Il 17 ottobre Mohamedou Ould Slahi è tornato nel suo paese di origine, la Mauritania, da cui mancava da 14 anni: un periodo di tempo trascorso nel centro di detenzione statunitense di Guantánamo Bay, senza mai essere accusato, né tanto meno processato.
Nessuno risarcirà Mohamedou Ould Slahi per questi 14 anni di detenzione arbitraria e illegale, un destino che lo accomuna a centinaia di altre persone trattenute a Guantánamo per anni, a volte per più di un decennio, senza essere incriminate.
Nel 2015, attraverso il suo avvocato, Slahi ha raccontato l’inferno di Guantánamo: costretto a non dormire per 70 giorni, sottoposto a luce intensa, a temperature gelide, a docce d’acqua fredda e a musica heavy-metal ad altissimo volume, minacciato coi cani, picchiato, privato del cibo.

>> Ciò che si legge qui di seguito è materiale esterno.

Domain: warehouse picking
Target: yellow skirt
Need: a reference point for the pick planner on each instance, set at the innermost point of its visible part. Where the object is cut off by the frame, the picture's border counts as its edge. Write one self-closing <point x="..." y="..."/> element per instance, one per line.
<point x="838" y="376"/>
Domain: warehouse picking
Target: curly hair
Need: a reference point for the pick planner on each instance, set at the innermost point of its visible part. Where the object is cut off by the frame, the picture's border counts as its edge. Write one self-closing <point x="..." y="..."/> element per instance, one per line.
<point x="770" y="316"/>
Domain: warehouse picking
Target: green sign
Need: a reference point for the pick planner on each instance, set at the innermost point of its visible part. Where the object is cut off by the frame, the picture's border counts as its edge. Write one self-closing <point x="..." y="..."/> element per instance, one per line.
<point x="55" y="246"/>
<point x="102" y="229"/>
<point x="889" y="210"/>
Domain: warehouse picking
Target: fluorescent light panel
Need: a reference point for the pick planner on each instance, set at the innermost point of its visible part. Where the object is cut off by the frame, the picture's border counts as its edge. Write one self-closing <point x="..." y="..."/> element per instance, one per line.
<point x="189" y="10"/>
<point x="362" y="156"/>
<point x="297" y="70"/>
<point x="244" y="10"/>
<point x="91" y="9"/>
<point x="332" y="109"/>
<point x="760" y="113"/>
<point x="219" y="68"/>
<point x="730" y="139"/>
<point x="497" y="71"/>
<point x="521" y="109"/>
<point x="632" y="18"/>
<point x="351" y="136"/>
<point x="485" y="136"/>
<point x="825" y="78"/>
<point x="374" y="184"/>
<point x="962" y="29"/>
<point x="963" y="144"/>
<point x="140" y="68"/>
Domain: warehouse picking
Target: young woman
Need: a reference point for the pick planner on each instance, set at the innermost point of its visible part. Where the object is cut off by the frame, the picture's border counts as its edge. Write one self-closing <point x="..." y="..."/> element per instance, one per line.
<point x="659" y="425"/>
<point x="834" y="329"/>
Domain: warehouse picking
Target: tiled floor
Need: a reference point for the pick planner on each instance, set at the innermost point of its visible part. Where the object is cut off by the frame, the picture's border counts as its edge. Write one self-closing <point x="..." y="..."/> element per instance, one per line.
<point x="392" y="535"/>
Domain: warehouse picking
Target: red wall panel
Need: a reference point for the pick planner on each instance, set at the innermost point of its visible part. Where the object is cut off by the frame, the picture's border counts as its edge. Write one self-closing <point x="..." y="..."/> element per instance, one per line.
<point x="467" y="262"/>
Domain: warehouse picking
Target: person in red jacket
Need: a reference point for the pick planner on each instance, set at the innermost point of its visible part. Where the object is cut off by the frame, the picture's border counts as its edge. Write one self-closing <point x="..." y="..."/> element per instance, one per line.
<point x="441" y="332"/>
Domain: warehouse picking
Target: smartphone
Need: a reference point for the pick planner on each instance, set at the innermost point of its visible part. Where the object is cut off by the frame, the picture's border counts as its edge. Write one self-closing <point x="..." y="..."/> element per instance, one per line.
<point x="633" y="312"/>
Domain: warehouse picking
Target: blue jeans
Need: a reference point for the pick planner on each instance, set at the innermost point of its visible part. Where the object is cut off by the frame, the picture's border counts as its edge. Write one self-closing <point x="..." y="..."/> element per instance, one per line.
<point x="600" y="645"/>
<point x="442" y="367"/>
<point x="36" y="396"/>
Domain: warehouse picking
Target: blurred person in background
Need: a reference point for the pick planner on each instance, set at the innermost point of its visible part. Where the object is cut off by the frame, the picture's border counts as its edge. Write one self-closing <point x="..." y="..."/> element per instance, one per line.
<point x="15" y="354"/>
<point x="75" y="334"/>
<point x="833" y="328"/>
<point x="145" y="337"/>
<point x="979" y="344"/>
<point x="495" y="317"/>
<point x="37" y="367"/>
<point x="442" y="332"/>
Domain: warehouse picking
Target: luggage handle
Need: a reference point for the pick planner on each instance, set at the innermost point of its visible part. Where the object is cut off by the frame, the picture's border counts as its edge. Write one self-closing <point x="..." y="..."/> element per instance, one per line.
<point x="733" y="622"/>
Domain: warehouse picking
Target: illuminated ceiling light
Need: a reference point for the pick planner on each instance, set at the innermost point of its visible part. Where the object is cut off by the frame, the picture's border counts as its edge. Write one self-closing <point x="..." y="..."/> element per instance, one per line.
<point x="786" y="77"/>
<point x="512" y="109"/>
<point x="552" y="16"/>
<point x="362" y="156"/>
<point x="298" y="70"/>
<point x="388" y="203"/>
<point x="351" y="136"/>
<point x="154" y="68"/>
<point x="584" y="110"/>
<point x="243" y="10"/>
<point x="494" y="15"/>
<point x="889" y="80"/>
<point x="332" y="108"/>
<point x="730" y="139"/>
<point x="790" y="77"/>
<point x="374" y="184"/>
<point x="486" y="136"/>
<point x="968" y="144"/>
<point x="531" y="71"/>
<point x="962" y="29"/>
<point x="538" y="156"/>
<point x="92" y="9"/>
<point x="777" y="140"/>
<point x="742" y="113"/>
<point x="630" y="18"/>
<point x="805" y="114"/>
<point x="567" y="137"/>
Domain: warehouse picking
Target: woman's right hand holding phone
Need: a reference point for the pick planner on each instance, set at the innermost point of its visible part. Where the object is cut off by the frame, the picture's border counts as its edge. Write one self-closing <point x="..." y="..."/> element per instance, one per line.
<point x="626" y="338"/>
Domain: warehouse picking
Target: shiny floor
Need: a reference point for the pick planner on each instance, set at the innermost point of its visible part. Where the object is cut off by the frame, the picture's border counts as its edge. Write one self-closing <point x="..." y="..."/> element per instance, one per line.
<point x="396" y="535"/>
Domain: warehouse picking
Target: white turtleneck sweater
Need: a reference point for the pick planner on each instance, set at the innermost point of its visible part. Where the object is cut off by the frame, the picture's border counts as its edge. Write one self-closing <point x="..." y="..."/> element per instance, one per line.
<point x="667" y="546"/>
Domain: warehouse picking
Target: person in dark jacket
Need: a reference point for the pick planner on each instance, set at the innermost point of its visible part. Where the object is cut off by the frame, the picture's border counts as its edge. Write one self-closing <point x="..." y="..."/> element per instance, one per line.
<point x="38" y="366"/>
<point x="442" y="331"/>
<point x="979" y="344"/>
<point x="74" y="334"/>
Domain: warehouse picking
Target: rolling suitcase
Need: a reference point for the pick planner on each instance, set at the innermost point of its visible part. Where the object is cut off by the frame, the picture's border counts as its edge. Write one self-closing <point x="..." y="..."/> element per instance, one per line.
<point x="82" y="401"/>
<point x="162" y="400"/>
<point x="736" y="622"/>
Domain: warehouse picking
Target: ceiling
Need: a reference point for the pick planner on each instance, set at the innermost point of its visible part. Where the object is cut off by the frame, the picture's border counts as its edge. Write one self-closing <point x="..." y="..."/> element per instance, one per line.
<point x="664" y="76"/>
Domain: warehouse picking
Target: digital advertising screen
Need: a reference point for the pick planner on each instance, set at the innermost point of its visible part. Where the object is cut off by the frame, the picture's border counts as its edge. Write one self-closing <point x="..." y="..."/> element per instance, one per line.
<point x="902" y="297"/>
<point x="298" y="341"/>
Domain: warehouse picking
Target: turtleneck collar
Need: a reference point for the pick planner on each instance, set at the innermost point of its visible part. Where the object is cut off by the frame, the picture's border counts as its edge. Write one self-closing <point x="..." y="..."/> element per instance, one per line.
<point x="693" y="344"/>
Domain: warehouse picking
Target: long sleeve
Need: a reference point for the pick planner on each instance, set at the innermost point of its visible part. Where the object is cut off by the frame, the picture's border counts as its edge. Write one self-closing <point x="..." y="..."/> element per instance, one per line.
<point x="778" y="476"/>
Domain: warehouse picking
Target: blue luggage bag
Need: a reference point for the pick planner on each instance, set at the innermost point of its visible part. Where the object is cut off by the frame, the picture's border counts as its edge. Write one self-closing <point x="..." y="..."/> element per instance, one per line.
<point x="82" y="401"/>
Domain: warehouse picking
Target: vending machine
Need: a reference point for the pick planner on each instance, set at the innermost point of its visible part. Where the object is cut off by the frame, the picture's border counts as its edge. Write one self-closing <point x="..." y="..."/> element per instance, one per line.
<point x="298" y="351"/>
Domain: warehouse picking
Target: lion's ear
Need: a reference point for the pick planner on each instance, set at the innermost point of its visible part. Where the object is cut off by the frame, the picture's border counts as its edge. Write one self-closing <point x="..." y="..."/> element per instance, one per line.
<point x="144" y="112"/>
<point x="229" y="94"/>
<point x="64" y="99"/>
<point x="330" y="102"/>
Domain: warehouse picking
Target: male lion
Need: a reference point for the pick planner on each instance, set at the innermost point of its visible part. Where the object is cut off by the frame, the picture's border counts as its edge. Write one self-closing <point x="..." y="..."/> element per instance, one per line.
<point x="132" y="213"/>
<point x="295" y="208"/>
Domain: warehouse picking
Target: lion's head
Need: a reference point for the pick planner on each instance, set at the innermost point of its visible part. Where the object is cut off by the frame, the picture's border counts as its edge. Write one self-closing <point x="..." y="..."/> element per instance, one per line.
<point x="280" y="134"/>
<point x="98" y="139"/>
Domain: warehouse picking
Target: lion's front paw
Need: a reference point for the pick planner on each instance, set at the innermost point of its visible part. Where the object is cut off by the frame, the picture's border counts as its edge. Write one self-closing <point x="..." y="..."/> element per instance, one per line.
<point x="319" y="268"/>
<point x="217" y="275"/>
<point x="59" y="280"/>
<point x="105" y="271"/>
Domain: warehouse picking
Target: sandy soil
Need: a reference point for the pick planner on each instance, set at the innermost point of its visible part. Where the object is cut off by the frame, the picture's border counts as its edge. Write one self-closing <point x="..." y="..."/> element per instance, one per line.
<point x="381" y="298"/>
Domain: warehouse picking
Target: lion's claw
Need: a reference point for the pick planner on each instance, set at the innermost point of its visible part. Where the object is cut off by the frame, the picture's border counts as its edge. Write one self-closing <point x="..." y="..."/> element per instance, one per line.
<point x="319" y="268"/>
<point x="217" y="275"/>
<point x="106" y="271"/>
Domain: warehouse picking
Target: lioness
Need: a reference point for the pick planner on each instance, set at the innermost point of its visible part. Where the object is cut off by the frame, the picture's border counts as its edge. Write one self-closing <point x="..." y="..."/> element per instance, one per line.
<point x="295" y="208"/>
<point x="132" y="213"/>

A Guantánamo, il simbolo dell’illegalità della cosiddetta “guerra al terrore” che il presidente Obama aveva promesso di chiudere nel 2009 e che non riuscirà a chiudere entro la fine del suo attuale mandato, restano ancora 60 detenuti: per un terzo di loro è stato già disposto il rilascio e sono in attesa del trasferimento.
Dei 779 terroristi passati per Guantánamo dal 2002, uno su 100 è stato condannato (da commissioni militari illegittime, peraltro); le amministrazioni Bush e Obama ne hanno rilasciati 713.